雨がしとしと降っている。これは五月雨というのだろうか、もう梅雨は終わったというのにしぶとい雨雲は何か恨みでもあるようでただ今暁が潜伏しているアジトの真上から一向に動こうとしない。うちのメンバーの誰かが雷さまに何かしたのだろうか。奴らなら有り得るな、と一人しみじみ頷くと背後に気配を感じたのでそちらに向く。大方暇な誰かだろう、と見当をつけていたのでそこにサソリがいることに大してリアクションしなかった。どうもサソリもそれを求めてはいなかったようで口も開かないわたしに対し何も言わなかった。何しに来たんだ、と疑問に思いつつもそもそも頭のいいサソリと会話するのは疲れてしまうので余計な発言は慎む。小馬鹿にされるのが落ちなのをそろそろ学習してきたわたしは目を合わせたあとすぐ首を元の位置に戻した。


「なあ」
「なに」


顔は見ない。背中を向けて本に目を落とすけどなかなか進めないでいた。同じ行を何回も読んでしまう。話し掛けるならもっとこっちに来ればいいのに、サソリは広間の入り口から動かない。


「外行こうぜ」


まるで拒否されることを頭に入れてないような物言いだった。それは前からで、だからといってわたしがサソリの言うことを全部聞いてきたわけじゃないというのに、その態度はずっと変わらなかった。何を持ってその口振りになるのかいつも気になっていたけれど、でも今聞くものでもないのでその疑問は先送りとする。


「嫌だよ」
「どうして」
「こっちの台詞だよ。どうしてこんな雨の日に外出ないといけないの」
「大事な用がある」
「知らない。一人で行けばいいじゃないの」
「そうやってなるたけ動きたくないっていう精神は褒められたもんじゃねえな」
「わかった。お腹痛い。はい正当な理由」
「じゃあ薬買いに行くぞ」
「意味わからん」


サソリ意味わからん。ここはサソリの支配下ではない。おまえのわがままが全部通ると思ったら大間違いだ。再度首を向けるけれど口をへの字にするのはわたしで、サソリはゆっくり瞬きするだけで特に動揺を表に出してはいなかった。
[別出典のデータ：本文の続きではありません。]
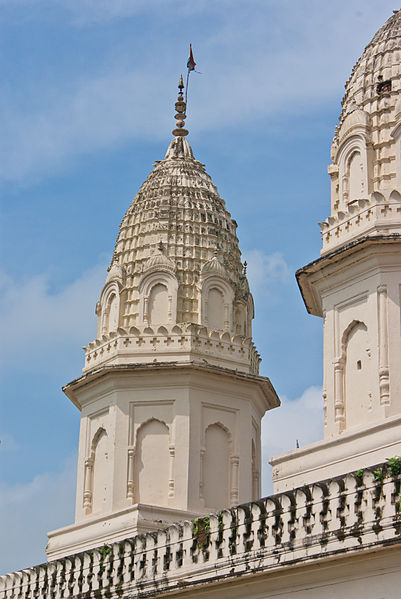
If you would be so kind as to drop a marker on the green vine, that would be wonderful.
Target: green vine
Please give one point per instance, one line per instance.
(104, 551)
(201, 531)
(394, 465)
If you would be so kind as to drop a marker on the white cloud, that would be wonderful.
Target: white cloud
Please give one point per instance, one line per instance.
(39, 327)
(28, 511)
(300, 419)
(7, 442)
(263, 270)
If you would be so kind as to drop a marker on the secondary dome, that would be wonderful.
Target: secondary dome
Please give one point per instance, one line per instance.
(377, 72)
(366, 150)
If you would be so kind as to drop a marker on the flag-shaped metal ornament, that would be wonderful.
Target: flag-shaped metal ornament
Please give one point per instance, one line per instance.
(191, 64)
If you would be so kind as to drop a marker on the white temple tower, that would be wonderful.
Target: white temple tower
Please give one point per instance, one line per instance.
(355, 286)
(170, 396)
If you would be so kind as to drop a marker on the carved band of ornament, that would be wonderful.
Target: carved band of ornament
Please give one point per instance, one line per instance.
(131, 481)
(171, 482)
(384, 374)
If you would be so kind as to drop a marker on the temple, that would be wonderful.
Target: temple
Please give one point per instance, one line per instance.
(171, 400)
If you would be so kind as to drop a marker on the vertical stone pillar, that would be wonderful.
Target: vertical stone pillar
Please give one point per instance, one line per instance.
(201, 475)
(171, 471)
(88, 478)
(384, 374)
(131, 473)
(234, 480)
(339, 408)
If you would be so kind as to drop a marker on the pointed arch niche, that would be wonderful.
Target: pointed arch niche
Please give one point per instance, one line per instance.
(353, 387)
(217, 479)
(158, 298)
(109, 308)
(96, 479)
(217, 303)
(354, 158)
(151, 464)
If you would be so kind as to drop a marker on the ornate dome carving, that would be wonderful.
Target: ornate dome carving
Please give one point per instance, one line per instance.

「俺だって正直おまえを誘うのは不本意だが、今日暇な奴はおまえしかいねえんだ」
「今日である理由を述べよ」
「実験」


は?何の実験だよ。思ったことをそのまま声にするとサソリは口をにやりとさせたあと鼻で笑った。


「今日完成したんだ。思い立ったが吉日という言葉を知ってるか?」
「知ってる」
「この身体だ」


掌を見るため伏せた目はどこか憂いを帯びていた。その瞬間からわたしはこいつを遠い存在に感じるようになる。
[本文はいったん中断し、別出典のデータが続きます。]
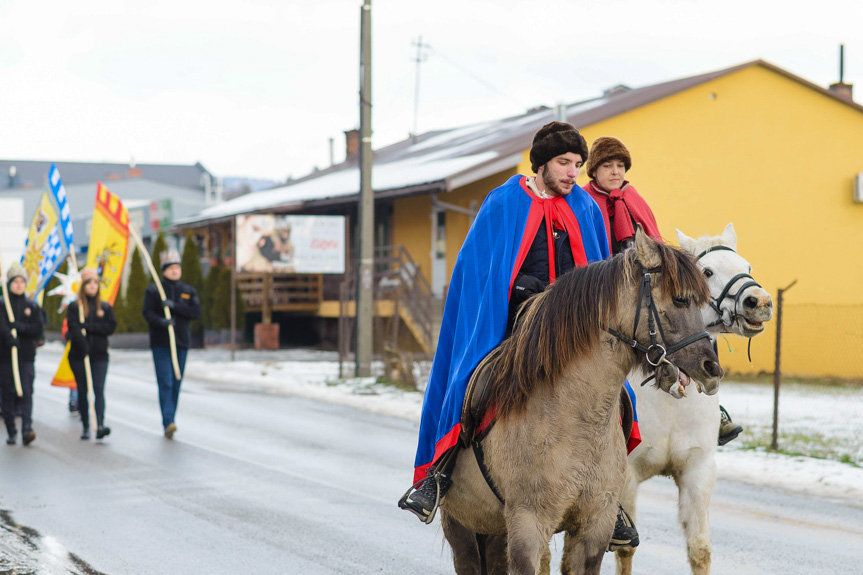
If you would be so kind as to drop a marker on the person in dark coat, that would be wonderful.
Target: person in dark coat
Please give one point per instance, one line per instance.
(90, 338)
(28, 327)
(182, 300)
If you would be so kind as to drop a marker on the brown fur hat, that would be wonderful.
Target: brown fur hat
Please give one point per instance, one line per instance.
(606, 148)
(555, 139)
(88, 274)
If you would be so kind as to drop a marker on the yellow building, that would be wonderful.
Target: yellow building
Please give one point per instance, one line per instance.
(754, 145)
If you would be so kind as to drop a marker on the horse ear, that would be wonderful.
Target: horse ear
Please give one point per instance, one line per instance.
(729, 236)
(647, 249)
(686, 243)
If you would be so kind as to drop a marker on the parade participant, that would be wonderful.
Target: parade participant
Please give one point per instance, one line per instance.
(89, 341)
(182, 300)
(527, 233)
(28, 326)
(622, 208)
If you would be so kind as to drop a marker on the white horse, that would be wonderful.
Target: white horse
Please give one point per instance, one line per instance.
(678, 436)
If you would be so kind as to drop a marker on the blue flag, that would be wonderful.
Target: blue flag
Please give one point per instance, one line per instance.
(62, 204)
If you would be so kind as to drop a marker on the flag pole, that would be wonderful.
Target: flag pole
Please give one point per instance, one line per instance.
(171, 335)
(88, 370)
(16, 373)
「今まで雨の中に長時間いると関節が錆びたり皮膚が剥がれたりしていた。それじゃあこれからの戦闘に支障が出るだろ。だから水に強い改良を施した。それからついでに火にも強くしておいた。それに伴い手に管を通し術によって水と火を出せるようにした。今日はその改良が成功しているかを確認するために外に出る」


途中からサソリが何についてしゃべっているかわからなくなっていた。馬鹿にされないように真剣に聞いていたはずなのに、脳は途中で理解するのを放棄してしまっていた。だってあまりにも、サソリが自分の身体を人形のように扱うから。あくまで実験台のような。そんなの認めたくなくて考えることをやめた。
でもどうしてこいつがわたしと一緒にその実験を試したいのかわかってしまった。そこには何にもなく、ただ実験が失敗だったときの場合に備えて、誰かと一緒にいたいのだ。本当に今日暇なのはわたしだけだったようで、それ以外に他意はない。


「サソリはそれでいいの」
「何が?」
「そうやって…自分省みないでさあ…」
「…はっ。相変わらず馬鹿だな、


いいから言ってんだよ。俺は造形師だからな。
そんなことを言うサソリのことは一生認められない、のに、多分一生見捨てられないと思う。何が永遠を極めるだよ、おまえが一番馬鹿だ。